After the feature is enabled, business queries can be rewritten to a materialized view. The materialized view can be used as a cache.

  • DISABLE QUERY REWRITE: disables the query rewrite feature on a materialized view. This value is used by default.
  • ENABLE QUERY REWRITE: enables the query rewrite feature on a materialized view.
Note The query rewrite feature is in the experimental phase.
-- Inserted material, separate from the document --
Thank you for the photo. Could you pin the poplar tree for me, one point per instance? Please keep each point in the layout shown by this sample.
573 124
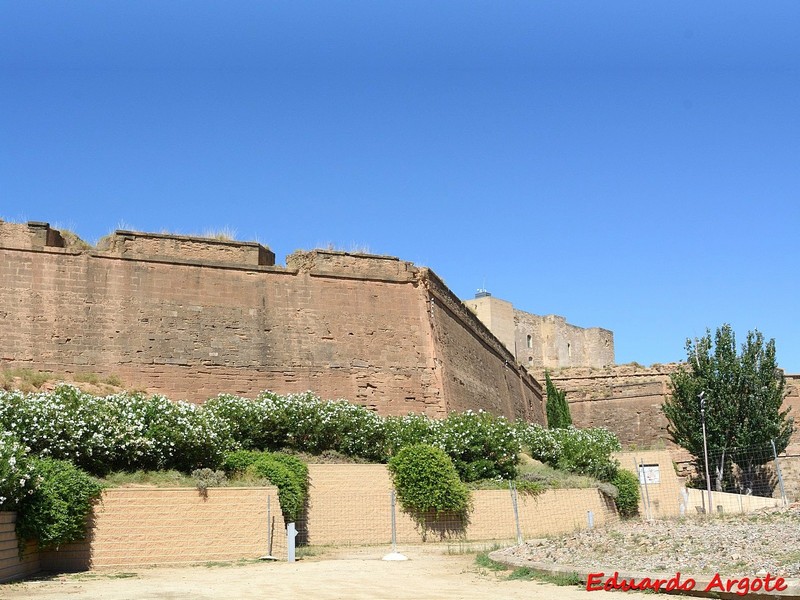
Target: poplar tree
743 400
For more information, see Query materialized views.

QUERY BODY
This keyword is the query principal of a materialized view.
  • You must define aliases for the expression columns in the query output such as sum(price). We recommend that you use descriptive aliases such as sum(price) as total_price.
  • The base tables involved in the query of materialized views cannot be deleted. The columns of these base tables cannot be deleted or modified.
  • You can use the WITH clause to query data based on logical views or materialized views.

Examples

# Refresh every 5 minutes.
CREATE MATERIALIZED VIEW myview
REFRESH NEXT now() + interval 5 minute
AS
SELECT count(*) as cnt FROM base

# Refresh at 02:00:00 every Monday.
CREATE MATERIALIZED VIEW myview
REFRESH 
 START WITH DATE_FORMAT(now() + interval 7 - weekday(now()) day, '%Y-%m-%d 02:00:00') 
 NEXT DATE_FORMAT(now() + interval 7 - weekday(now()) day, '%Y-%m-%d 02:00:00')
AS
SELECT count(*) as cnt FROM base

# Refresh at 02:00:00 every night.
CREATE MATERIALIZED VIEW myview
REFRESH 
 START WITH DATE_FORMAT(now() + interval 1 day, '%Y-%m-%d 02:00:00')
 NEXT DATE_FORMAT(now() + interval 1 day, '%Y-%m-%d 02:00:00')
AS
SELECT count(*) as cnt FROM base

# Refresh at 02:00:00 on the first day of every month.
CREATE MATERIALIZED VIEW myview
REFRESH NEXT DATE_FORMAT(last_day(now()) + interval 1 day, '%Y-%m-%d 02:00:00')
AS
SELECT count(*) as cnt FROM base

# Refresh only once.
CREATE MATERIALIZED VIEW myview
REFRESH START WITH now() + interval 1 day
AS 
SELECT count(*) as cnt FROM base

# Do not use auto-refresh. You must manually refresh.
CREATE MATERIALIZED VIEW myview (
  PRIMARY KEY (id)
) DISTRIBUTED BY HASH (id)
AS
SELECT id, name FROM base

# Create indexes on specified columns. By default, all columns are indexed.
CREATE MATERIALIZED VIEW myview (
  INDEX (name),
  PRIMARY KEY (id)
) DISTRIBUTED BY HASH (id)
AS
SELECT id, name, age FROM base

Limits

  • You cannot perform INSERT, DELETE, and UDPATE operations on materialized views.
  • Base tables referenced by materialized views cannot be deleted or renamed. Columns in these base tables referenced by materialized views cannot be deleted or renamed. To modify base tables, you must first delete materialized views.

Recommendations

  • When you create materialized views, we recommend that you keep the design to be consistent with the design of common tables. Specify partition keys and primary keys to improve the performance of subsequent queries.
  • In clusters that have lower specifications, we recommend that you do not refresh all materialized views at the same time. This way, the cluster stability is not affected.
  • By default, materialized views are indexed for all columns, which is the same as common tables. To reduce overheads, you can specify the INDEX keyword to index specific columns if materialized views are not indexed for all columns.